Era l’inverno che s’ammalavano i bambini.
Arrivava la febbre con la tosse, quella cattiva che s’attacca come colla e fa caverne velate nei polmoni. E lo stringimento in gola.
(lo strazio del gattino quando ingoia un boccone troppo grosso)

La bambina era ferma a letto.
Tanti giorni chiusi, coi rumori che parevano lontani, fasciati con il feltro.
Erano venute anche le suore, mentre il nonno di nascosto faceva gli scongiuri.
A portare certi cartoncini bianchi con cani e casine da passare a filo, punto su punto, con l’ago dalla punta grossa: giochi per passare il tempo a letto.
Molti bambini erano scappati dal paese, dal suo cordone di maledizione.
Il dottore diceva Via, portateli in montagna, a cambiare l’aria nei polmoni.
La bambina era rimasta lì: troppo alta la febbre per andare.
Non bastò il brodo di pollo a tenere basso il calore.
Neanche l’alcol sfregato sul torace, che mostrava il telaio delle ossa, perché i giorni passavano digiuni.
Né il chiodo arrugginito che la nonna aveva nascosto nel cuscino.
La febbre saliva saliva e stampava sul muro le paure. Aquile nere e predatrici, topi con la coda che si faceva ragno o forse scarafaggio, mentre la tosse smuoveva tutto il corpo: la  sentivi arrivare dall’addome con un gorgoglio che diventava soffoco.

Polmonite, ormai è polmonite, il dottore sembrava spazientito, quasi la bambina non l’avesse curata sempre lui. Penicillina e tante inalazioni.
La bambina sentiva le cannule di vetro rampicare dentro il naso, gli sbuffi di sapore marcio e avrebbe voluto strappare i filamenti, ma la mamma le teneva tutte e due le mani strette strette.
(mamma nemica, mamma cattiva, mamma che tiene prigioniera)
E le cannule ormai erano serpenti che prendevano la strada della testa e andavano a imbucarsi nei pensieri: il sonno arrivava e poi sfiniva, tutto il caldo stampato sul cuscino e il sudore che svuotava il corpo. Tanta sete. Voglia di gettare le coperte, alzarsi e correre in giardino, coi piedi nella neve, ma la mamma rimboccava le lenzuola e le fermava come bende.

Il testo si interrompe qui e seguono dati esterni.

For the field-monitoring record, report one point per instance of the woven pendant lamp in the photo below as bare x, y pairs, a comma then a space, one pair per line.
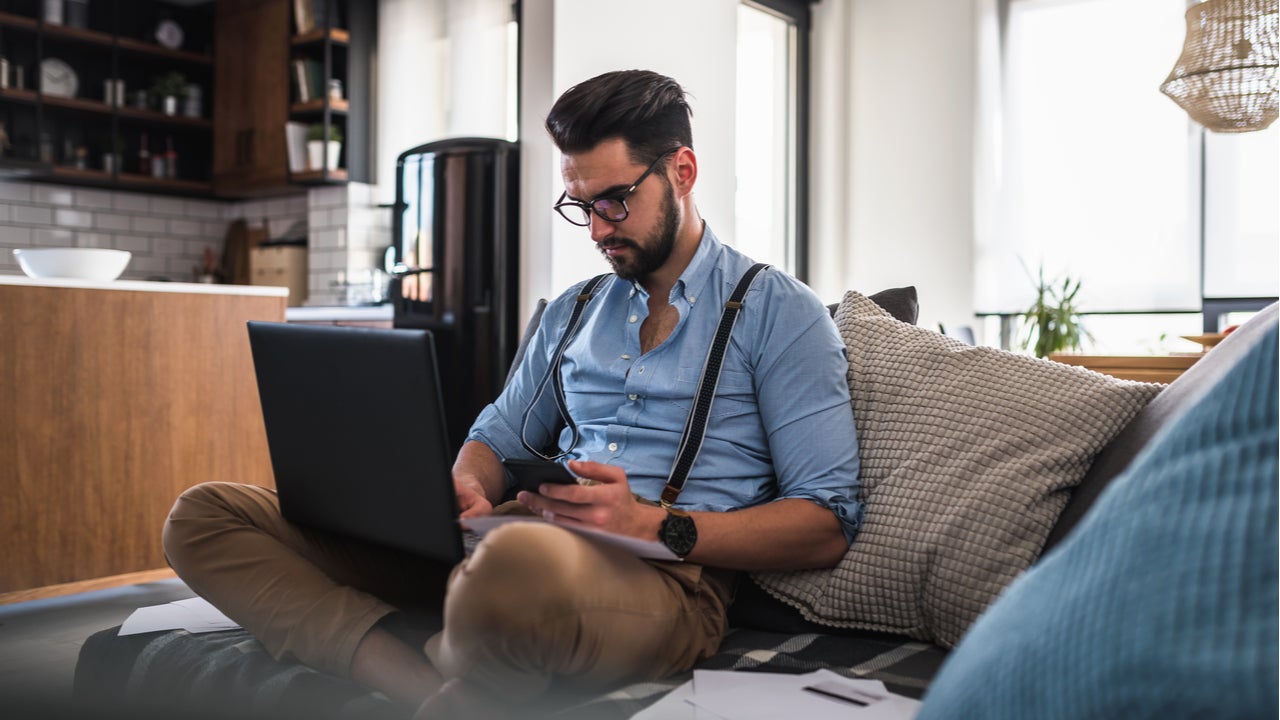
1226, 74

(mamma nemica, mamma cattiva, mamma che tiene prigioniera)
La febbre prese a scendere pian piano: restavano le ossa tutte molli, la fatica a mettere le gambe giù dal letto, il fastidio delle cannule nel naso subite ogni mattina, il freddo del vetro che voleva entrare.
La bambina cominciò a pensare alla storia che sua nonna aveva letto ad alta voce dal giornale, nell’estate.

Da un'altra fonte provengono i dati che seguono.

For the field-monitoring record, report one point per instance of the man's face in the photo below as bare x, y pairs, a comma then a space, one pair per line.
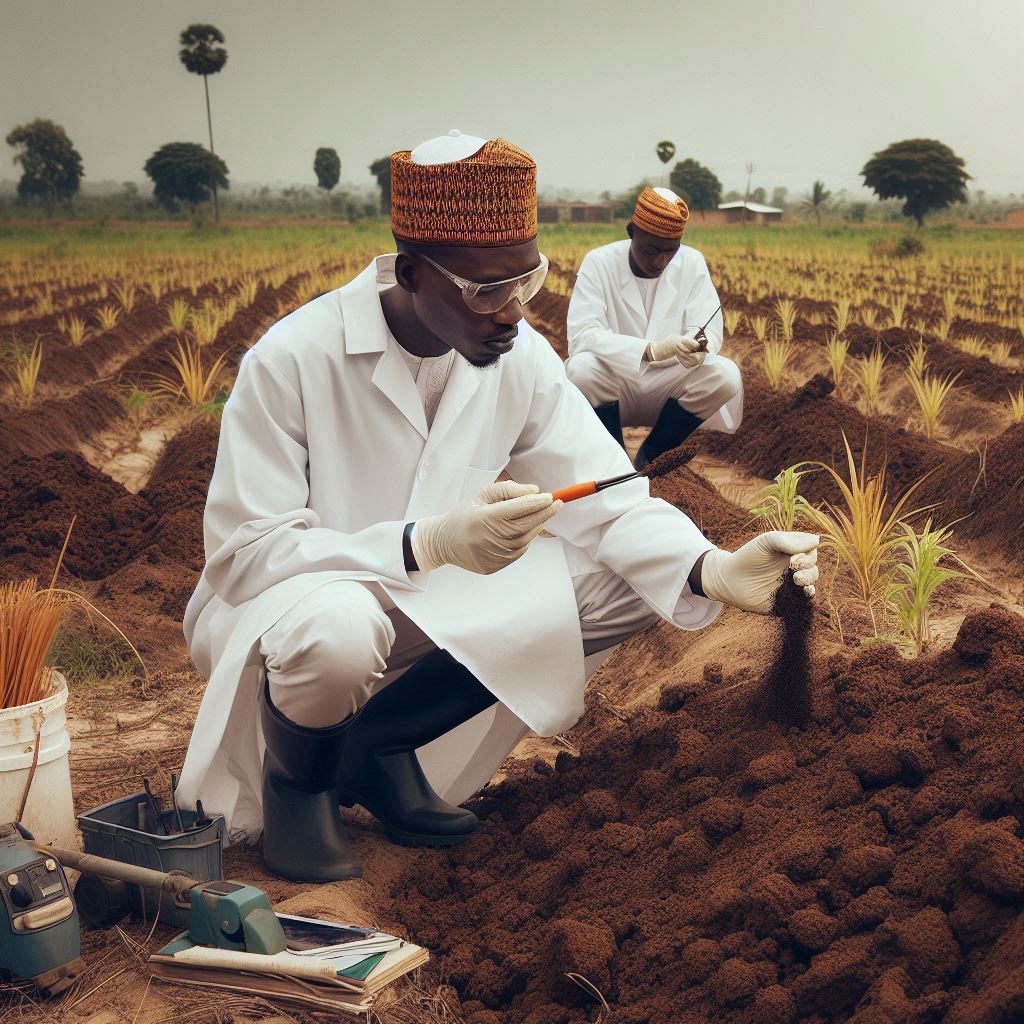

Una madre infilava di nascosto gli insetti nelle narici di sua figlia, piccolina. Insetti con le tenaglie adunche, quasi scorpioni di pianura: forbicine scure, lucide  e guizzanti, a invadere le strade della testa.

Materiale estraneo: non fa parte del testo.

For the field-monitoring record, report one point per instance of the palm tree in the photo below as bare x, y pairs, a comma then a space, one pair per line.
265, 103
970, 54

La  bambina adesso guardava con sospetto la sua mamma e non voleva più mangiare.
E se le cannule di vetro altro non fossero che quelle forbicine? Pronte a scavare, scavare nel cervello, a formicolare dentro gli occhi, a graffiare condotti nel silenzio, a scendere nel sangue?
(mamma nemica, mamma cattiva, mamma che vuole far morire)
Meglio fingere di dormire sempre, a pancia in giù, con la testa nascosta nel cuscino. Muta, più neanche una parola. Per giorni e giorni.

Poi una notte sentì un tremito caldo sul suo corpo: sua madre era lì vicino e piangeva con voce di bambina, un miagolio di gatta disperata, tante i i i a pungere il silenzio, le braccia abbandonate sopra il letto, a carezzarle le gambe e le ginocchia. La luce della lampada smorzata.
Così giovane e stanca, con gli occhi pieni di dolore, come avrebbe potuto far del male?

La figlia si drizzò. Ho sete disse, finalmente. E’quasi  primavera?